International Agreements Made Simple

[Note: This entry will serve for both today (Wednesday) and tomorrow (Thursday) as I am flying later this afternoon back to Brunei and will only arrive in Brunei in the latter half of Thursday.]

I thought I will share this photograph of me and the other head of delegation after completing our negotiations. We had to turn around as the lady officers wanted to take a photograph of us away from another group on the other side.

Alhamdulillah, we have completed the negotiations and agreed on the final text after two days of negotiations. The agreement can now be signed after it has gone through the approval process by both countries. In the next few months, hopefully it will be signed by whoever is appointed by both countries to sign - usually the Minister of Foreign Affairs or Minister of Finance depending on who is available.

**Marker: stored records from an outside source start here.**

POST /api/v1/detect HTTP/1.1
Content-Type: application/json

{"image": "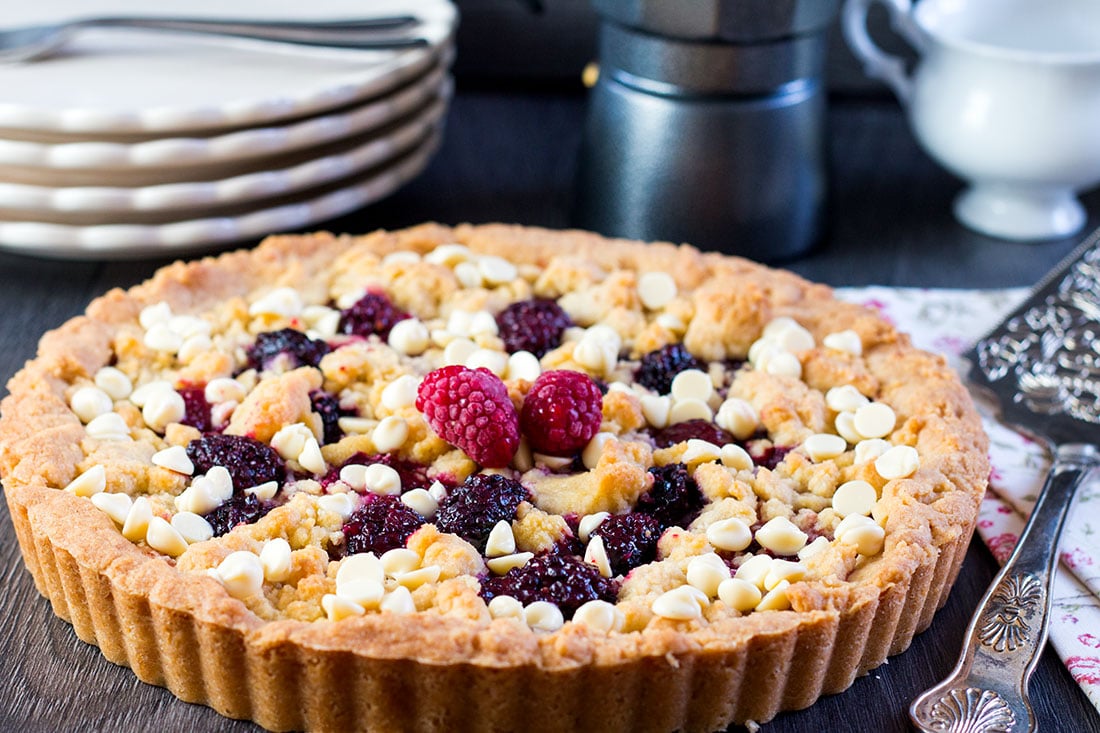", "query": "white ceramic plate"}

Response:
[0,134,441,260]
[0,0,457,134]
[0,65,447,169]
[0,87,449,220]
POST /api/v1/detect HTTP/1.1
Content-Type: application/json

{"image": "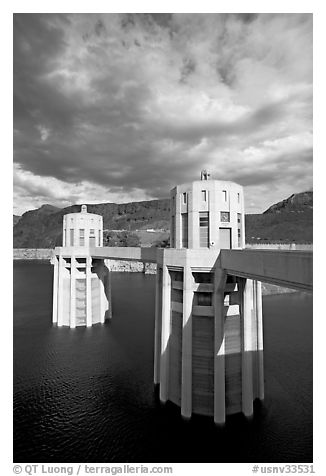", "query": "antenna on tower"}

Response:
[200,169,211,180]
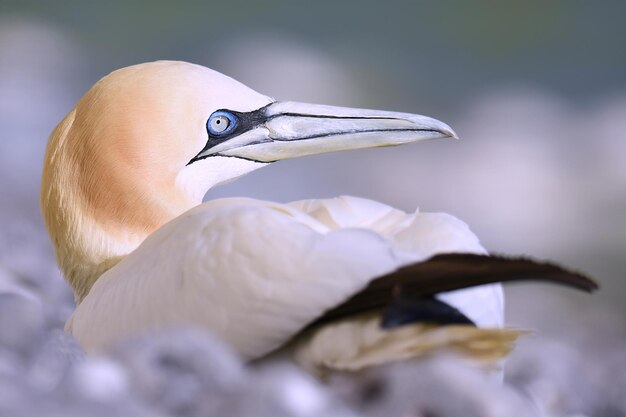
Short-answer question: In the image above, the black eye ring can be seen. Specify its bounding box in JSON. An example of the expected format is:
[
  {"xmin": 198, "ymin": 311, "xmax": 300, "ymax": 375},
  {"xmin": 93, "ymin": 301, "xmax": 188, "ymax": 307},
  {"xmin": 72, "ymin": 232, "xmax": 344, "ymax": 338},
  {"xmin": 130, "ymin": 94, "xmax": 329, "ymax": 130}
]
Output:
[{"xmin": 206, "ymin": 110, "xmax": 237, "ymax": 136}]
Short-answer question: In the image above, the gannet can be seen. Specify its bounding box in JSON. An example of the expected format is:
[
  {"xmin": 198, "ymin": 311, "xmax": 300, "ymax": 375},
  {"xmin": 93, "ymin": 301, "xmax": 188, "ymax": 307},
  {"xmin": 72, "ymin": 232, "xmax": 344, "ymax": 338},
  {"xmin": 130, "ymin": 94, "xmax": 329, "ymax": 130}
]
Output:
[{"xmin": 41, "ymin": 61, "xmax": 593, "ymax": 371}]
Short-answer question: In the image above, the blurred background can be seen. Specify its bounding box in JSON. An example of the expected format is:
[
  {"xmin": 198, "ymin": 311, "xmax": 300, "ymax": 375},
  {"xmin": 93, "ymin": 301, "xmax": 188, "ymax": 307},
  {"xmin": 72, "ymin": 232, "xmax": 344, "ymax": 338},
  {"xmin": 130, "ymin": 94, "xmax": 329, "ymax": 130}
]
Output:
[{"xmin": 0, "ymin": 0, "xmax": 626, "ymax": 412}]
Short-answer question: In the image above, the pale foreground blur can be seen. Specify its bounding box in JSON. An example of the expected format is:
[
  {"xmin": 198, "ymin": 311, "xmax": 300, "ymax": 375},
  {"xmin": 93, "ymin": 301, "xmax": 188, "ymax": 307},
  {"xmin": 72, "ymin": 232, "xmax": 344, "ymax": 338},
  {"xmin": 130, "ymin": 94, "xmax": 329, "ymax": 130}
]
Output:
[{"xmin": 0, "ymin": 17, "xmax": 626, "ymax": 416}]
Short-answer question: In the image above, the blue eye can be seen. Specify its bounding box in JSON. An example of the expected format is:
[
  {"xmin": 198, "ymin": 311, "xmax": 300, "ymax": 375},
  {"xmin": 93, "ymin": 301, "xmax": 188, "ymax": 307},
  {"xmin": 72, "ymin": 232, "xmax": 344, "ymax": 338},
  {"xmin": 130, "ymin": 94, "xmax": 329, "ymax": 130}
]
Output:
[{"xmin": 206, "ymin": 110, "xmax": 237, "ymax": 136}]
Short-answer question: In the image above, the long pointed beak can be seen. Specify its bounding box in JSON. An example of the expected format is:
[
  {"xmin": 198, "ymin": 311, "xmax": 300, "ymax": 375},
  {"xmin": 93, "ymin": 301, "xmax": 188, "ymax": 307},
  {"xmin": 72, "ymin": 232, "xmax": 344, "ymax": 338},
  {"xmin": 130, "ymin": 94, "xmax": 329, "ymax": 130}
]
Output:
[{"xmin": 192, "ymin": 102, "xmax": 457, "ymax": 162}]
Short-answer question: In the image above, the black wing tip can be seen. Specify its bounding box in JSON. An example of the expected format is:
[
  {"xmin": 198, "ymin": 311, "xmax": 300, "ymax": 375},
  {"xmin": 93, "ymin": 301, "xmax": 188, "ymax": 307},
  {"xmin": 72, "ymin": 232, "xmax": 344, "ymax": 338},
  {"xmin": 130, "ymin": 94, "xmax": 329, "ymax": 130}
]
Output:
[{"xmin": 426, "ymin": 253, "xmax": 600, "ymax": 293}]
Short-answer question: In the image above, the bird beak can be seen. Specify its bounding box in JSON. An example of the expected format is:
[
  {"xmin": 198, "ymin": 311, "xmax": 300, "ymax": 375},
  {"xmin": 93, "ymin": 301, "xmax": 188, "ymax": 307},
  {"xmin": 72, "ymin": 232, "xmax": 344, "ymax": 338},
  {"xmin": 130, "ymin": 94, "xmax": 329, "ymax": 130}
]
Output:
[{"xmin": 190, "ymin": 102, "xmax": 458, "ymax": 163}]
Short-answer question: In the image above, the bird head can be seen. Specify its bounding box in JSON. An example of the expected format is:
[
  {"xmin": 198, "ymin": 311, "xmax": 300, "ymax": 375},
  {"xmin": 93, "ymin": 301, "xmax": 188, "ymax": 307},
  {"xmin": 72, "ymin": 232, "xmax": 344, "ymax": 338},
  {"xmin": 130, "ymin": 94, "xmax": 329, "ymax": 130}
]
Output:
[{"xmin": 41, "ymin": 61, "xmax": 456, "ymax": 300}]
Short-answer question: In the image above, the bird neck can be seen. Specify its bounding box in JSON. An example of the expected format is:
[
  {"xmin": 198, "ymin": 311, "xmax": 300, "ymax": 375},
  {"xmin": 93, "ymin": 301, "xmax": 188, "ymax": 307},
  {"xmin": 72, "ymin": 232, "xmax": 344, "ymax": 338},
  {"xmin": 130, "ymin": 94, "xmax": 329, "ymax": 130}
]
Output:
[{"xmin": 41, "ymin": 110, "xmax": 201, "ymax": 303}]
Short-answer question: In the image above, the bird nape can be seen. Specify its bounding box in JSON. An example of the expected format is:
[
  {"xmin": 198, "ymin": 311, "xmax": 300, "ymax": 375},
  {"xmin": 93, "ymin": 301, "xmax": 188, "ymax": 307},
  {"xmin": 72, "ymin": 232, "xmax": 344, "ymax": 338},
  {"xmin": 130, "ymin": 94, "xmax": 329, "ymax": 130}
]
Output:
[{"xmin": 41, "ymin": 61, "xmax": 596, "ymax": 372}]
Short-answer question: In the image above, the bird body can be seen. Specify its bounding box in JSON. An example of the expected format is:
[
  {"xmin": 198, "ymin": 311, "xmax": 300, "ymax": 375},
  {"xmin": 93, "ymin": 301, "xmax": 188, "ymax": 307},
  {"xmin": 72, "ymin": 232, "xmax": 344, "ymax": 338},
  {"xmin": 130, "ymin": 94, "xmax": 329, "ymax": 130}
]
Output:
[
  {"xmin": 41, "ymin": 61, "xmax": 588, "ymax": 370},
  {"xmin": 68, "ymin": 197, "xmax": 503, "ymax": 359}
]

How do two countries decide to sign an agreement and what are the processes? Someone asked me that and I thought this will be a good opportunity for me to reply.

Usually the two countries will contact each other through their diplomatic representatives and the countries' Ministries of Foreign Affairs that they want to complete an agreement. The two countries will send their own versions of what the agreement should look like. Even though the two countries had agreed on the agreement topic, the two draft agreement texts would vary taking into account the priority needs of each country. So a date would be set so that the two countries can take a look at both texts and try to hammer out a new text with common provisions that both countries can agree on. Depending on the complexity of the agreement, the mood of the negotiators and other factors, some agreements can take more than a few rounds. Each round takes about 2 to 3 days. If you take into account the flying time and other factors, it can be quite tiring to complete an agreement.

Once the two countries agree on the final text, the approval process for signing comes into place. For Brunei and similar to most countries, the agreed text would be sent to the Attorney General for legal clearance and translation to Malay (other countries translate to their own languages too). After legal clearance, it gets sent to the Cabinet for approval. Once approval is received, the document is now ready for it to be signed. Normally the Ministry of Foreign Affairs advised the best time for it to be signed. It could be signed during State Visits or Official Visits where a Minister will be designated to sign it or if there is an urgency, the Ambassador can be designated to sign.

After signing, the agreement is not yet in force. The agreement has to be ratified and goes through a ratification process. Most countries do it through the legislative assembly and a new law or legislation is prepared as that agreement will now supercede the country's legislations. So if there is an agreement on taxation and exemptions are given under the agreement, that agreement will override the country's tax laws even if that tax laws do not contain the exemption provisions.

The ratification process includes preparing a new law to be approved by the legislative assembly of that country. In Brunei's case since the legislative assembly is currently only approving appropriation bills (budget and spending laws), the ratification process goes back to the cabinet. After the agreement is ratified, then only it will enter into force. The agreement will now become a public document and can be accessed by anyone. In Brunei it will be gazetted in the Government Gazette which you can buy for $5 from either the Printing Department or the Legal Department.

So, there you go. Now you know what I do everytime I disappear for a few days from Brunei. It is not to have a holiday but to have an agreement that will benefit Brunei and its economy.